“Clarification of a molecular mechanism underlying cerebellar degeneration”

“Clarification of a molecular mechanism underlying cerebellar degeneration”

-A possible clue of therapeutic development for neurodegenerative diseases
Professor Hitoshi Okazawa
Department of Neuropathology,
Division of Pathophysiology,
Medical Research Institute
A team in Medical Research Institute, Tokyo Medical and Dental University led by professor Hitoshi Okazawa has identified a new molecule, MAXER implicated in proliferation of neuroprotective glia cells, Bergmann glia and uncovered the molecular mechanism underlying neurodegenerative pathology. The team has found that the reduction of MAXER triggers cerebellar toxicity via loss of Bergmann glia, which protect the major cerebellar output neurons, Purkinje cells, resulting in cerebellar degeneration.
Although several reports have proved implication of Glia cells in neurodegeneration, underlying detailed molecular mechanisms remained to be solved.

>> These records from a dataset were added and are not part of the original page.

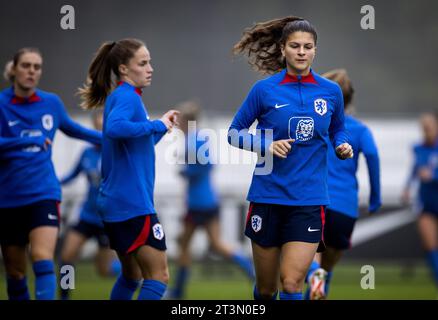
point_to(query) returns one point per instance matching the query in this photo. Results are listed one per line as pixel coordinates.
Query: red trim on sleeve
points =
(288, 78)
(248, 215)
(143, 236)
(322, 221)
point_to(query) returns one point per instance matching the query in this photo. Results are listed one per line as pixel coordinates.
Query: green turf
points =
(218, 280)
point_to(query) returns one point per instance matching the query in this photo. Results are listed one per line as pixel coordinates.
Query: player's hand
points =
(172, 116)
(344, 151)
(281, 148)
(425, 174)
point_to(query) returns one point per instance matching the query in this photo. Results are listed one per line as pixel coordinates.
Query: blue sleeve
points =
(195, 170)
(75, 172)
(238, 135)
(119, 124)
(158, 136)
(17, 143)
(75, 130)
(369, 149)
(337, 132)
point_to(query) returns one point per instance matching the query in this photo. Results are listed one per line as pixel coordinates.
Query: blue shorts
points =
(201, 217)
(89, 230)
(338, 229)
(17, 222)
(127, 236)
(272, 225)
(430, 207)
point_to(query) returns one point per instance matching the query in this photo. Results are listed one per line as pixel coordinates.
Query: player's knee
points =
(291, 284)
(267, 292)
(15, 273)
(41, 253)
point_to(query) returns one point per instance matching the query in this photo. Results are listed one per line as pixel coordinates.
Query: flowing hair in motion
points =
(262, 43)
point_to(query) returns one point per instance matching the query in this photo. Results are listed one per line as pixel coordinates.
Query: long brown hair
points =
(106, 63)
(7, 73)
(340, 76)
(263, 42)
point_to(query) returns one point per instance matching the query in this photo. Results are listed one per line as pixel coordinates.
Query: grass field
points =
(224, 281)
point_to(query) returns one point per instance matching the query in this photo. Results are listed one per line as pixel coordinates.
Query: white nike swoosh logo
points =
(13, 123)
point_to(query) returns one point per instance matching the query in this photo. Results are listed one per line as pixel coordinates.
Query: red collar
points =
(20, 100)
(304, 79)
(137, 90)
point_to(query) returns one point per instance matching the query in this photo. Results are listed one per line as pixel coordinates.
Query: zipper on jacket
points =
(299, 90)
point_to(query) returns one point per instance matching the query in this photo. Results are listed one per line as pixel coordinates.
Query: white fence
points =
(394, 138)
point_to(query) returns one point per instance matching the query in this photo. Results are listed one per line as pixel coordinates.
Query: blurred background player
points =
(425, 171)
(343, 211)
(90, 223)
(202, 204)
(304, 113)
(30, 192)
(125, 199)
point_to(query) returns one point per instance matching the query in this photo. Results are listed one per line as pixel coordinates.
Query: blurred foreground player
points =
(30, 192)
(343, 188)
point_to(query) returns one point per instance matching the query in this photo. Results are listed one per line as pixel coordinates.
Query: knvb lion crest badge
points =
(320, 106)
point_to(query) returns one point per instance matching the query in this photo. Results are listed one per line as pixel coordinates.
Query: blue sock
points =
(244, 263)
(257, 296)
(291, 296)
(152, 290)
(327, 282)
(116, 267)
(64, 294)
(313, 266)
(432, 258)
(45, 280)
(124, 288)
(180, 283)
(17, 289)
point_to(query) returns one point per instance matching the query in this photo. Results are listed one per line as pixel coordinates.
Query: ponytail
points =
(106, 63)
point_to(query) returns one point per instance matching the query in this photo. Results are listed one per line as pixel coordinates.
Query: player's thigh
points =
(428, 228)
(186, 235)
(43, 242)
(296, 258)
(266, 264)
(153, 263)
(130, 267)
(72, 245)
(14, 258)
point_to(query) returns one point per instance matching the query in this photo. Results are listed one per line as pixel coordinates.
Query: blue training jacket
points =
(89, 163)
(200, 192)
(27, 174)
(342, 181)
(309, 109)
(128, 156)
(426, 156)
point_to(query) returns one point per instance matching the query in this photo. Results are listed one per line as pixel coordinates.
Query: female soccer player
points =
(125, 199)
(425, 170)
(298, 113)
(90, 223)
(202, 204)
(343, 210)
(29, 189)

The group has identified the new molecule, MAXER though a comprehensive screening for identifying genes whose expression levels are altered in cerebellar cells of spinocerebellar ataxia type I (SCA1). The results indicate that MAXER levels are reduced only in SCA1 but not in another neurodegenerative disease such as Huntington disease. Biochemical analysis has revealed that MAXER is an evolutionary conserved endoplasmic reticulum-anchored membrane protein. Reduction of MAXER triggers cell cycle arrest at the G1 phase and MAXER regulates cell cycle through controlling a Cyclin D1 inhibitor, CDKRAP3. They indicated that reduction of MAXER in SCA1 causes reduction of Bergmann glia leading to increased glutamate toxicity in neurons resulting in neurodegenerative pathology.
This discovery is expected to be a clue for therapeutic development of neurodegenerative diseases by utilizing regeneration of Bergmann glia.
The research has been performed with Dr. Hiroki Shiwaku (a graduate student of Tokyo Medical and Dental University) and supported by Dr. Zoghbi, Baylor College of Medicine. This work has been on-line in EMBO Journal since June 8th, 2010.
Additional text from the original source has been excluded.